Just recently, a groundbreaking discovery in the field of electric batteries was achieved. The reality of fast-charging phones, laptops, and even full sized electric cars could come to us sooner than what we expected.
The breakthrough was from a research led by the University of Surrey and Augmented Optics Ltd. in collaboration with University of Bristol. The study resulted to the discovery of new materials that offer an alternative to battery power, and is proven to be between 1,000-10,000 times more powerful than existing supercapacitors.
This development revolutionizes the average 6 to 8 hours charging time of electric cars, shortening the recharge time down in just minutes. Now, charging your electric car will seem like refueling a gasoline-engined regular car. Moreover, it may also lead to a future possibility of full-charging your gadgets in just a matter of seconds.
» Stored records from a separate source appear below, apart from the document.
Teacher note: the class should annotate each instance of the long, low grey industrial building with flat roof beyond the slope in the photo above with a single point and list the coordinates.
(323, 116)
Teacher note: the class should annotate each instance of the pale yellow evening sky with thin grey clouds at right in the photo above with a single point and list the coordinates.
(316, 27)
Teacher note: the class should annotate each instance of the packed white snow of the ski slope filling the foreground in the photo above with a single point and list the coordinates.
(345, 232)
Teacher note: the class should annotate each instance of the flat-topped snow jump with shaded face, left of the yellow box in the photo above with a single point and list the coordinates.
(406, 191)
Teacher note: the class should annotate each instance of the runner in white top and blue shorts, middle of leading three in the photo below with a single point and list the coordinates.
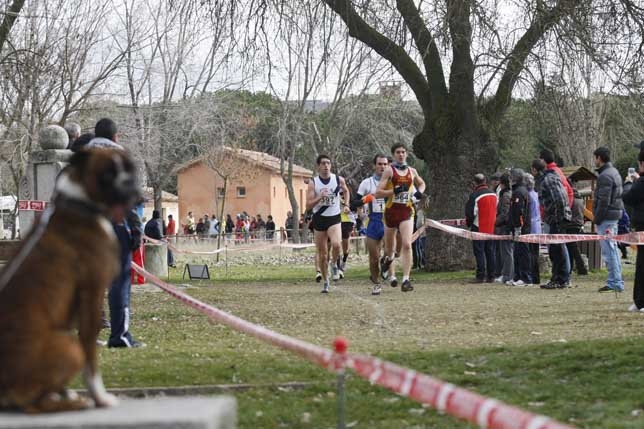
(375, 229)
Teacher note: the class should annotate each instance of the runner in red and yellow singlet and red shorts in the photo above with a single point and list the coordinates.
(399, 184)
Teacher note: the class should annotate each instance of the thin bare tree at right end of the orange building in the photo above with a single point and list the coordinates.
(308, 59)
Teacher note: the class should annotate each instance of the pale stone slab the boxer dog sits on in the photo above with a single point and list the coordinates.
(187, 412)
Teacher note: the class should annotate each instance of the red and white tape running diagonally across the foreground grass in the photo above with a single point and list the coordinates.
(458, 402)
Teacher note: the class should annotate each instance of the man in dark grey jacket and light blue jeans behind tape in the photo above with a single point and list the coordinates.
(607, 209)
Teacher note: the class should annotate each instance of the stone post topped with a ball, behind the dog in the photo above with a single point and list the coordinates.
(42, 169)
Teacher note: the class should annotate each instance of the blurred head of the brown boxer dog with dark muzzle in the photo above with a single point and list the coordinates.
(106, 177)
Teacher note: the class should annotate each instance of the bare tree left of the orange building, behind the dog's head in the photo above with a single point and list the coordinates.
(174, 52)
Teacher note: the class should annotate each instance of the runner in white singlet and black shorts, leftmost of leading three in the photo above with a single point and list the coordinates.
(323, 197)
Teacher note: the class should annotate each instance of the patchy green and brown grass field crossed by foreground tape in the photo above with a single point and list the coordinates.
(574, 354)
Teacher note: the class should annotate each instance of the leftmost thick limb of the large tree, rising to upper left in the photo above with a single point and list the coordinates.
(386, 48)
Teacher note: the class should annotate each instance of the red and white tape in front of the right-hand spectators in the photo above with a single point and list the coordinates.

In fact, it is known that existing supercapacitors are already used in China’s buses, but with only limited travel distance due to needed charging for every 2 to 3 stops. The new super-fast charging battery, on the other hand, allows a travel-duration of continuous 20 to 30 stops without having the need to recharge.
The project was provided with a platform in development through Dr. Donald Highgate’s research of soft contact lens materials. Then, he later teamed up with principal investigators Dr. Ian Hamerton and Dr. Brendan Howlin to make the materials electrically active.
More so, Augmented Optics CEO Jim Heathcote stated that we are not looking at a technology that will hit reality in 10 to 20 years. Instead, he concluded,
We're talking about potentially getting into prototyped devices within a matter of months."
Existing EVs are powered with lithium-ion battery that was first commercialized by Sony in 1991. However, the said battery doesn’t have enough temperature resistant and degrades over time. This is because lithium-ion batteries store energy in a chemical reaction.
In contrary, supercapacitors stores on the surface of the material, providing longer life span and faster charges. Thus, allowing it to perform much better in low temperature than an ordinary chemical battery.
While our faith for this technology lies in Heathcote’s statement about its quick development, the world was assured with his follow-up statement, “We are now actively seeking commercial partners in order to supply our polymers and offer assistance to build these ultra-high energy density storage devices.”